Prior to the recovery procedure, 10 mg/mL Dynabeads M-270 streptavidin solution (Thermo Fisher Scientific) was washed and adjusted to 5 mg/mL according to the manufacturer’s protocol. Target DNA solution (10 μL, 1 μM in a Tris/ethylenediaminetetraacetic acid (Tris/EDTA, TE) buffer (pH 8.0)) was heated at 90 °C for 5 min, mixed with the probe solution (10 μL, 3 μM in TE buffer (pH 8.0)). The mixture was incubated at 55 °C for 90 min for the hybridization of the target DNA and the probe. After irradiation of the hybridization mixture with UV (366 nm, 150 mW) for 5 min on an ice bath, 10 μL of 5 mg/mL Dynabeads M-270 streptavidin solution was added. The mixture was mixed by rotation for 15 min at room temperature (25–28 °C). Thus, hybridization products were immobilized on the surfaces of the MPs. Subsequently, a magnetic separation was performed using a magnetic separation rack, and the supernatant was removed. The collected MPs were washed with 10 μL of 6 M urea (×1), 200 μL of TE buffer (×3), and 10 μL of 0.1 wt % Tween 20 (×1) to remove the nonspecifically bound DNA. Finally, the MPs were washed with 200 μL of TE buffer (×3) and subsequently suspended in 10 μL of TE buffer.

PCR

PCR was performed using KOD DNA Polymerase (Toyobo). Collected MPs or PPMPs solution (5 mg/μL) was used as a template of the amplification reaction. DNA in the reaction mixture was amplified using the Thermal Cycler WAKO RECT-0240 (Fujifilm). Amplification was performed in 25 cycles of initial denaturation at 98 °C for 2 min, denaturation at 94 °C for 15 s, annealing at 60 °C for 2 s, and extension at 74 °C for 4 s.

Real-Time PCR

Real-time PCR was performed using TB Green Premix Ex TaqII (Tli RNaseH Plus) (Takara Bio). Collected MPs or PPMPs solution (5 mg/μL) was used as the template for the amplification reaction. DNA in the reaction mixture was amplified using the Thermal Cycler Dice Real Time System II (Takara Bio). The initial denaturation was performed at 95 °C, and amplification was performed in 45 cycles with repetitive denaturation at 95 °C for 15 s and extension at 60 °C for 30 s.

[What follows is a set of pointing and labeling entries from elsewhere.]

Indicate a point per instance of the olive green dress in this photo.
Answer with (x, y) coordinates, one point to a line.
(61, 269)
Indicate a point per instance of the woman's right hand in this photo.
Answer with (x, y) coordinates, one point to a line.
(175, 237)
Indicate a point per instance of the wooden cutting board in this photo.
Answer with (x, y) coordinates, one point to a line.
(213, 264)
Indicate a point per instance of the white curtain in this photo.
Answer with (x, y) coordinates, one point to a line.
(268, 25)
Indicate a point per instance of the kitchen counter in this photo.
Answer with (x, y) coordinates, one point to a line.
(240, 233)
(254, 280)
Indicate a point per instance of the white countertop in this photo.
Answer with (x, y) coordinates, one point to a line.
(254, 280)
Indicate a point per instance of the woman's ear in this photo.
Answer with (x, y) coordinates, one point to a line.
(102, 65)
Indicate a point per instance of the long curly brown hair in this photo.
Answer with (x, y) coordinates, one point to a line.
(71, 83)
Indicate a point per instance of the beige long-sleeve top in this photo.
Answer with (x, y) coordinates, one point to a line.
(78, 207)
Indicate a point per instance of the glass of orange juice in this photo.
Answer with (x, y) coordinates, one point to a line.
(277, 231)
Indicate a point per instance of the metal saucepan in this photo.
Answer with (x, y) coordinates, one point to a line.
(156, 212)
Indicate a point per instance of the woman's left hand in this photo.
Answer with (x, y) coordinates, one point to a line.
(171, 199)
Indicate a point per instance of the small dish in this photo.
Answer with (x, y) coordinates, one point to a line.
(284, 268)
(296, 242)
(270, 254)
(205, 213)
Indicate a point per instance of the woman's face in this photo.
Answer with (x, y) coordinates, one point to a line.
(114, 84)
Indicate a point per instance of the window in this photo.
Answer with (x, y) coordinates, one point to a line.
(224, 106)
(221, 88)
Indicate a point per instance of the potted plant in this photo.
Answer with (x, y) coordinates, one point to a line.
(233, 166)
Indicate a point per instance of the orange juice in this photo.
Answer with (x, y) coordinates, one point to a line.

Preparation of Contaminant DNA

Genomic DNA of MRSA ATCC-700698 was obtained from the American Type Culture Collection (ATCC), and the bacteria were grown overnight on Luria–Bertani (LB) culture medium at 30 °C. NucleoBond AXG column (Macherey-Nagel) was used to extract genomic DNA from cultured MRSA.[18] The purified genomic DNA of MRSA was fragmented via sonication at 25 kHz for 1 h and used as the foreign DNA. The foreign DNA was added at 1 μM concentration, which was the same as that of the target DNA, and recovery experiments using MPs, PCR, and real-time PCR were performed.